The vagus nerve is a major autonomic nerve with increased therapeutic potential, for 2 reasons: first, because its afferent and efferent arms are involved in the sensory and motor innervation of practically all organs and, second, because its surgical approach at the cervical region is well-established, relatively easy, can be performed as an outpatient procedure.

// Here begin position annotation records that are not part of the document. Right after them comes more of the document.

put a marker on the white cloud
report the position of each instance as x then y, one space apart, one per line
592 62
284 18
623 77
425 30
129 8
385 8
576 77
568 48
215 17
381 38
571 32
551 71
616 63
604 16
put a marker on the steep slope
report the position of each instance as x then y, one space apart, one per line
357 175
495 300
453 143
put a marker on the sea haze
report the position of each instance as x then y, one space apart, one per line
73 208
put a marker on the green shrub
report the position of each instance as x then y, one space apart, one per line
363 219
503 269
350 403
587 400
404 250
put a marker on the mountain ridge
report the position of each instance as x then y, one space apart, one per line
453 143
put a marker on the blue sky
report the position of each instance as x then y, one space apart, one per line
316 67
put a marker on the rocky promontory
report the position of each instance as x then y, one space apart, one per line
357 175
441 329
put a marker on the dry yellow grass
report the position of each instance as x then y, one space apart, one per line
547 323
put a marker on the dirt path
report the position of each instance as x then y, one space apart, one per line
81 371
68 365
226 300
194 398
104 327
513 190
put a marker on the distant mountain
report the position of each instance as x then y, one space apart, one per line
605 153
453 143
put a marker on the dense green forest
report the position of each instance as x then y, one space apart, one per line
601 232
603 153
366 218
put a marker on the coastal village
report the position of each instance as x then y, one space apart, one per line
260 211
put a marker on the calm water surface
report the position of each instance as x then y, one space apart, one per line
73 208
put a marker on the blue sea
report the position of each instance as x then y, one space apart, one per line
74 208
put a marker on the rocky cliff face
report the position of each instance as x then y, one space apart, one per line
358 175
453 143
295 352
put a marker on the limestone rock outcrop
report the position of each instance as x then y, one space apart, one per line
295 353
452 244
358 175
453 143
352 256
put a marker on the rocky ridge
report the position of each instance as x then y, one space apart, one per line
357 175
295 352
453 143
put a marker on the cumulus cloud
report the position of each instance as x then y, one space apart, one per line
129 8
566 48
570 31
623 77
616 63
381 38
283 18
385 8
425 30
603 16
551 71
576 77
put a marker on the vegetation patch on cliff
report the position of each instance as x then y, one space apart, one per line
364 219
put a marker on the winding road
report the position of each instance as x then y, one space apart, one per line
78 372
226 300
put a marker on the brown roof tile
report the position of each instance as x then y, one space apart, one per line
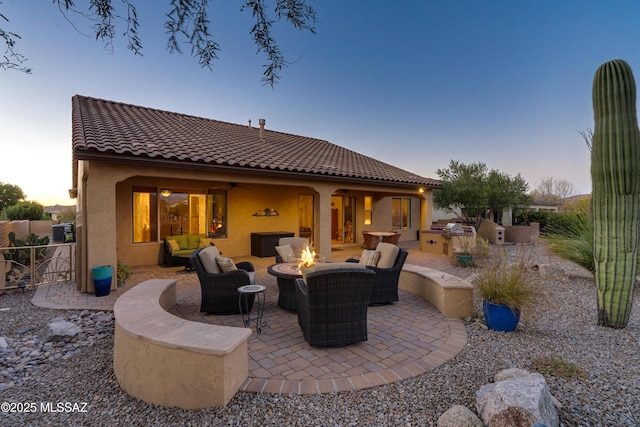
103 129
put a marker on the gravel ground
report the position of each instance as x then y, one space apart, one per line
565 326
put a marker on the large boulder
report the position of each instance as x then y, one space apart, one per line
517 398
459 416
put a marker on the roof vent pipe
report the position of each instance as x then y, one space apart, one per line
262 122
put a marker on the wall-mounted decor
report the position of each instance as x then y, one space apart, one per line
266 212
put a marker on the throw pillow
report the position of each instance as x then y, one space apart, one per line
205 242
226 264
369 257
173 245
286 253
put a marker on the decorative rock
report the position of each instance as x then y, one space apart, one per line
516 400
459 416
58 331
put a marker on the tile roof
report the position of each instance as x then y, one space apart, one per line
111 130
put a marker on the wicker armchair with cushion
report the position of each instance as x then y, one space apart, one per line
332 304
219 288
387 265
290 248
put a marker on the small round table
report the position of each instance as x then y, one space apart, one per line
258 291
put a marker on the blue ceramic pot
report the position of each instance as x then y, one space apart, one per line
500 317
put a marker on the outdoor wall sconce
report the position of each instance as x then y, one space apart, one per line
266 212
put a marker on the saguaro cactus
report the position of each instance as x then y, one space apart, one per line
615 175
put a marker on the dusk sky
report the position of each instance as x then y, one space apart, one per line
412 83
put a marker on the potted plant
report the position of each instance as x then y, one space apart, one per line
464 249
123 273
506 286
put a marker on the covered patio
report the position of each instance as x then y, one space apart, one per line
406 338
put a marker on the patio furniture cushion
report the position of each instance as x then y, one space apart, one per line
220 290
285 252
369 257
207 257
226 264
388 254
173 245
193 241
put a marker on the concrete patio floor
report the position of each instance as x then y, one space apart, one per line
406 338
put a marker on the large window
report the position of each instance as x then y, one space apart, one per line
170 213
401 212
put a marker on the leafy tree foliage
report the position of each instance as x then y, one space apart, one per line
10 195
31 211
187 20
470 191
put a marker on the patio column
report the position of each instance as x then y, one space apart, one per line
98 224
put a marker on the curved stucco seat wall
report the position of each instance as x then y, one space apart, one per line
168 361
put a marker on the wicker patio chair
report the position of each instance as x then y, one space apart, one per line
332 306
385 286
220 290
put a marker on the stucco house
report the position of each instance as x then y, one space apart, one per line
140 174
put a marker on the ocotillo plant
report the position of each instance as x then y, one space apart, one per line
615 176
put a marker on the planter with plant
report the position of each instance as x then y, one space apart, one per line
506 287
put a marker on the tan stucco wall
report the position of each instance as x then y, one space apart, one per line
104 222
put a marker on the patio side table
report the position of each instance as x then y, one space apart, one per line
243 303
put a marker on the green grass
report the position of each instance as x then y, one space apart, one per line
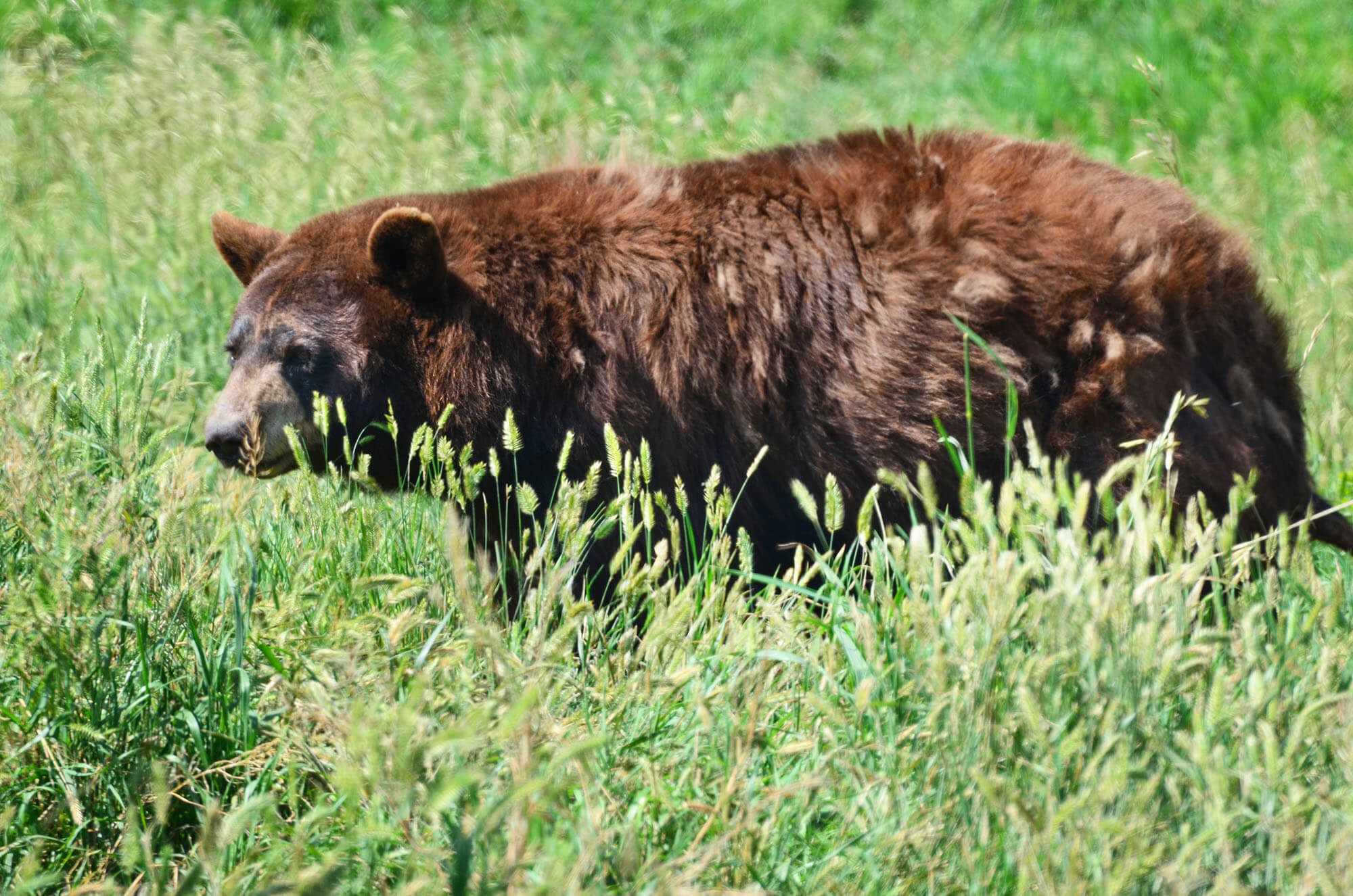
214 684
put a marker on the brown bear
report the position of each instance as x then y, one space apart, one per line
804 298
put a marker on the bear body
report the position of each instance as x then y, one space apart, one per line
804 300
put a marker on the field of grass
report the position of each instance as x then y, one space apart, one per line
220 685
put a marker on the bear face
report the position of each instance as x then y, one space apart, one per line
321 317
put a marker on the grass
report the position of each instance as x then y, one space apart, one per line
212 684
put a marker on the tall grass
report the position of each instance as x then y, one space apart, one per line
213 684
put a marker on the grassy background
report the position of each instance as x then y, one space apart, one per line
216 684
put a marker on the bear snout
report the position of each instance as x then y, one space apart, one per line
227 439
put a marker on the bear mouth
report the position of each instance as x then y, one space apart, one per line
271 467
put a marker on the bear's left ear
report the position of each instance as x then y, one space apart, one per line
407 250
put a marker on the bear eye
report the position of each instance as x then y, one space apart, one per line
297 354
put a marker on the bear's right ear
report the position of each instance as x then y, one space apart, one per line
407 248
242 244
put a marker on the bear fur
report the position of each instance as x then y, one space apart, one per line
799 298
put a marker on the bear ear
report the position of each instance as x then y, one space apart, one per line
242 244
407 250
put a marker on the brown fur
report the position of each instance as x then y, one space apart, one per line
799 300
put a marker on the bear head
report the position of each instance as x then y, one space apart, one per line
335 310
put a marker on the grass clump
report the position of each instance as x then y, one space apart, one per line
212 684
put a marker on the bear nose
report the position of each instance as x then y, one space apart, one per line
227 439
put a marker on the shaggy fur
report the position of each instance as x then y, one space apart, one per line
800 300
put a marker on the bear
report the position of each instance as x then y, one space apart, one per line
821 300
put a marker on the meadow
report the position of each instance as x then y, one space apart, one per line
210 684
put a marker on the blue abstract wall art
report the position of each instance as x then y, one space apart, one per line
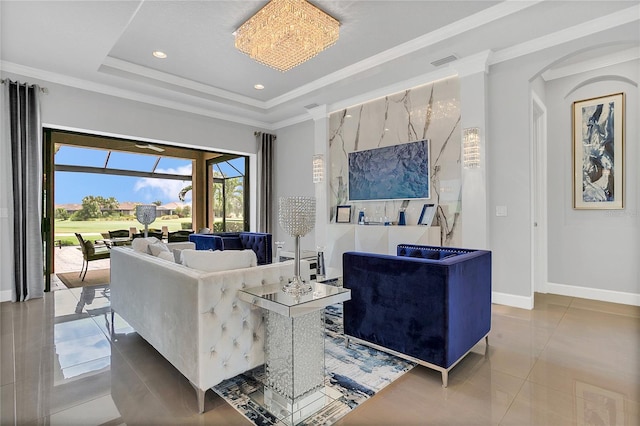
398 172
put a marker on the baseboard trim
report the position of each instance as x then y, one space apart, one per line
594 294
524 302
5 296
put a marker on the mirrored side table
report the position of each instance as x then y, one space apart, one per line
294 347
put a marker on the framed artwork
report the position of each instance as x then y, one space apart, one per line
428 212
343 214
598 153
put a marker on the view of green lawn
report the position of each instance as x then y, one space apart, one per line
92 229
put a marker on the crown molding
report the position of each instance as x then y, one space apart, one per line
421 80
318 112
473 64
466 24
592 64
238 113
130 95
584 29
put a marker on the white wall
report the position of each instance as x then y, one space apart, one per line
593 249
81 110
508 146
293 153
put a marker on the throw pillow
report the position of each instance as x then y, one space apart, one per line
213 261
142 244
157 248
166 255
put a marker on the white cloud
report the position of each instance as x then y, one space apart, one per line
166 190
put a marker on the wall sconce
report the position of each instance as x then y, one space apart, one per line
471 148
318 168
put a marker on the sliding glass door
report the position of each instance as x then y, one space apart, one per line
228 198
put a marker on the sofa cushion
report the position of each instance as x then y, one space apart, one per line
157 248
142 244
232 243
166 255
212 261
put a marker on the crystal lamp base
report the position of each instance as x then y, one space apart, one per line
297 287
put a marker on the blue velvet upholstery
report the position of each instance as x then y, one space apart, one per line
260 243
430 303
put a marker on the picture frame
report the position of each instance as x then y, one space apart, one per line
427 214
343 214
598 152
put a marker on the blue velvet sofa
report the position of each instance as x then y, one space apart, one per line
257 241
428 304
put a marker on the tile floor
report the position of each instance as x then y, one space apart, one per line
567 362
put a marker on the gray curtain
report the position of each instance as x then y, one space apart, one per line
22 104
266 144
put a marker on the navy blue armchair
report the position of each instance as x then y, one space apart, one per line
259 242
428 304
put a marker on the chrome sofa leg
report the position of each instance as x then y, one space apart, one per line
200 395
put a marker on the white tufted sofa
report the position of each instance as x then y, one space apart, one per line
193 318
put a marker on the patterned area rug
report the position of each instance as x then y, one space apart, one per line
353 375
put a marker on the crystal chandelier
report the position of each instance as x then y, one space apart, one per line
286 33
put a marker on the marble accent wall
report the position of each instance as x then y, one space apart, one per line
429 112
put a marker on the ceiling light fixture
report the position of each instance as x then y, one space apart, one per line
286 33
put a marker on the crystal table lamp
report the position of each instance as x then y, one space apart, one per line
297 216
146 214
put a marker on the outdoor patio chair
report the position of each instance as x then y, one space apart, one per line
152 233
89 253
179 236
120 233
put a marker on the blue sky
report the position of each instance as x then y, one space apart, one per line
71 187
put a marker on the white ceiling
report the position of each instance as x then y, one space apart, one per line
106 46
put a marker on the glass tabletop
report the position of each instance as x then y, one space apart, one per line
271 297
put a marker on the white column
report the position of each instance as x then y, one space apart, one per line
321 146
472 72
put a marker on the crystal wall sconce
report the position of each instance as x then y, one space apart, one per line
471 148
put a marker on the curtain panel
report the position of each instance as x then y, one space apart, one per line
22 133
265 143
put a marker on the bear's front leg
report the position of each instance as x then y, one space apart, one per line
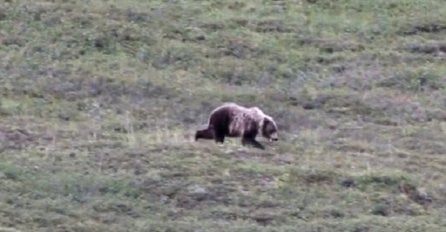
253 142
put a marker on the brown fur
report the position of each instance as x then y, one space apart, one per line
233 120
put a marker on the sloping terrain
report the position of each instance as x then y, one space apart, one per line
99 101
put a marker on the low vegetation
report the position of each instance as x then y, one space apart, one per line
99 101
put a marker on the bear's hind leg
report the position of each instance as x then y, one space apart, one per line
204 134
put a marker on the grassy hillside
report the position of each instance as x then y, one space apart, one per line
99 101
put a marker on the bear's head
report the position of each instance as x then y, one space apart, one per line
269 129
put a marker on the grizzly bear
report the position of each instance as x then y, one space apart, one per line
233 120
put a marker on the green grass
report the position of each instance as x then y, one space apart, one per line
99 101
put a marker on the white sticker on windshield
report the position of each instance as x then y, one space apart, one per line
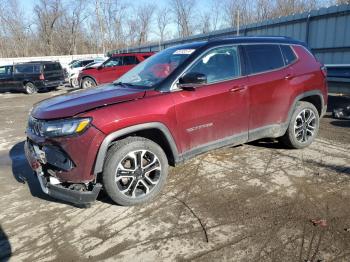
184 51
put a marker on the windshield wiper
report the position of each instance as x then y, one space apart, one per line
122 84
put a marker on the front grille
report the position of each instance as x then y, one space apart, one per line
35 126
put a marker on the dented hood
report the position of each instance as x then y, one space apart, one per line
74 103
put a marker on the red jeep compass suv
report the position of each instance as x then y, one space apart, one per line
111 69
179 103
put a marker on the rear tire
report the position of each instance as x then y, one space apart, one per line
135 171
303 126
88 82
30 88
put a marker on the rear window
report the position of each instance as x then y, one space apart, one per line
27 69
5 70
52 67
288 54
263 58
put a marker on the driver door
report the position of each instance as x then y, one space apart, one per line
6 78
216 113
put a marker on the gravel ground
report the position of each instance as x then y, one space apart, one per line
255 202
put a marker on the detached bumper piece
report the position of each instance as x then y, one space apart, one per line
69 195
50 185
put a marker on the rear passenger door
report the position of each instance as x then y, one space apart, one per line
215 113
270 88
6 78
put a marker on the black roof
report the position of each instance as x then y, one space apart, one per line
243 40
37 62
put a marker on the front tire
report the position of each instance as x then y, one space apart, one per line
30 88
135 171
88 82
303 126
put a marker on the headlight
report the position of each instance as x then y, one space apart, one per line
61 127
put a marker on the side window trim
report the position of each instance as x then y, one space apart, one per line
284 55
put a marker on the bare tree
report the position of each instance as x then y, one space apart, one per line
14 29
209 20
163 20
144 17
183 11
264 10
47 14
238 9
74 19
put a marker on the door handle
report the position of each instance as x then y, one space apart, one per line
288 77
238 88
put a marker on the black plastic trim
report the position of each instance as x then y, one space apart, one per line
101 155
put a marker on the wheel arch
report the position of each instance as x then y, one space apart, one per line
155 131
314 97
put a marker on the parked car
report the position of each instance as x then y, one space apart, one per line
111 69
31 77
181 102
73 79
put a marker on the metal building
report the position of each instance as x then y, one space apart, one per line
326 31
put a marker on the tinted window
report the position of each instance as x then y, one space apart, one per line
288 54
130 60
114 61
52 67
219 64
86 62
27 69
263 57
5 71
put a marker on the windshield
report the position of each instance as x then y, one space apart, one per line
156 68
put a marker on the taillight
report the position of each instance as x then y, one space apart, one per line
324 71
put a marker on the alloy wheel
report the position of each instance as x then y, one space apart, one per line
138 173
305 126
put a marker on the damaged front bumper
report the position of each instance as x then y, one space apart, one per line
51 185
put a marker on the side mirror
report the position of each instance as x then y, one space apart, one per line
191 80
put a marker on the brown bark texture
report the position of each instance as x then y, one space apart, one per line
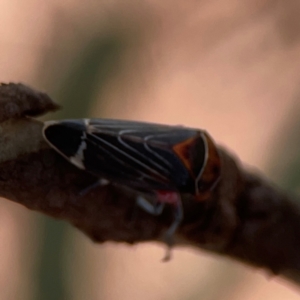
246 218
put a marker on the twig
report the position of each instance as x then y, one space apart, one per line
246 218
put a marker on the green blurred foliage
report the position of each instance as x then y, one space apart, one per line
95 63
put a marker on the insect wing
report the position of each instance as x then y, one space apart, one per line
136 154
139 152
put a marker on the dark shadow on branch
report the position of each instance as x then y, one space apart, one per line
246 218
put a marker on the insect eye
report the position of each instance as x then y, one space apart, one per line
65 136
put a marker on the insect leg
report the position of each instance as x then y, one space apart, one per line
169 235
153 209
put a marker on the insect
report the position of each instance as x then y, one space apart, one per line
158 161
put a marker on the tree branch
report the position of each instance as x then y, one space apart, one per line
246 218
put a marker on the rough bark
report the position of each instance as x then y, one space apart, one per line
247 218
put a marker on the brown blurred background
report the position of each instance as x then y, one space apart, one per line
231 67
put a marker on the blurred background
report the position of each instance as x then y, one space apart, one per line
231 67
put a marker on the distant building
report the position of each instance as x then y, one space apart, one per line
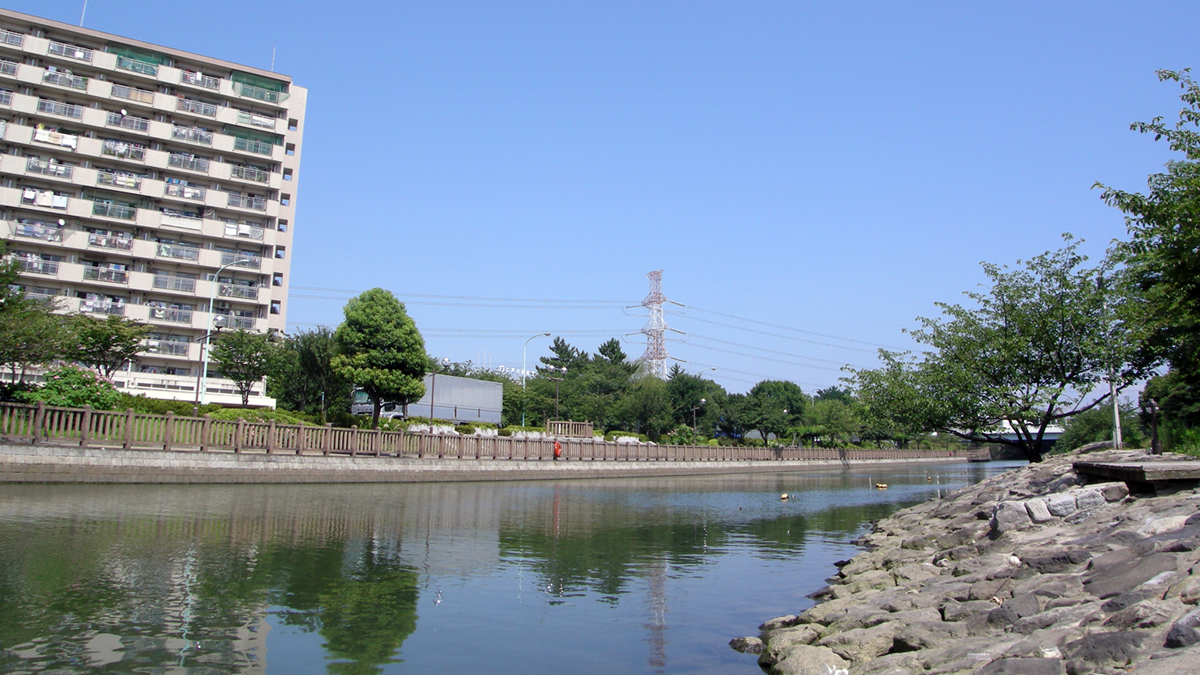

Bioelectronic medicine therapies of cardiovascular disorders

The heart and vessels are heavily innervated by the ANS, both its sympathetic and parasympathetic arms. The autonomic innervation is involved in the continuous physiological control of cardiovascular function (Armour 2004; Hanna et al. 2017) and is implicated in the acute and chronic adaptive and maladaptive pathophysiological responses to diseases affecting the cardiovascular system (Armour 2004). As a result, targeting the autonomic innervation of the cardiovascular system using neurostimulation has been one of the first applications of the BEM approach, aimed at disorders like hypertension, heart failure and cardiac arrhythmias (Horn et al. 2019). For example, electrical stimulation of the carotid sinus nerve via an implantable device reduces blood pressure in some patients with drug-resistant hypertension by modulating the tone of the baroreflex (de Leeuw et al. 2017; Scheffers et al. 2010). Device-based interventions that target the cardiac vagus or the cardiac sympathetic nerves have successfully suppressed or prevented atrial and ventricular arrhythmias, both in animal models and in clinical trials (Waldron et al. 2019; Zhu et al. 2019).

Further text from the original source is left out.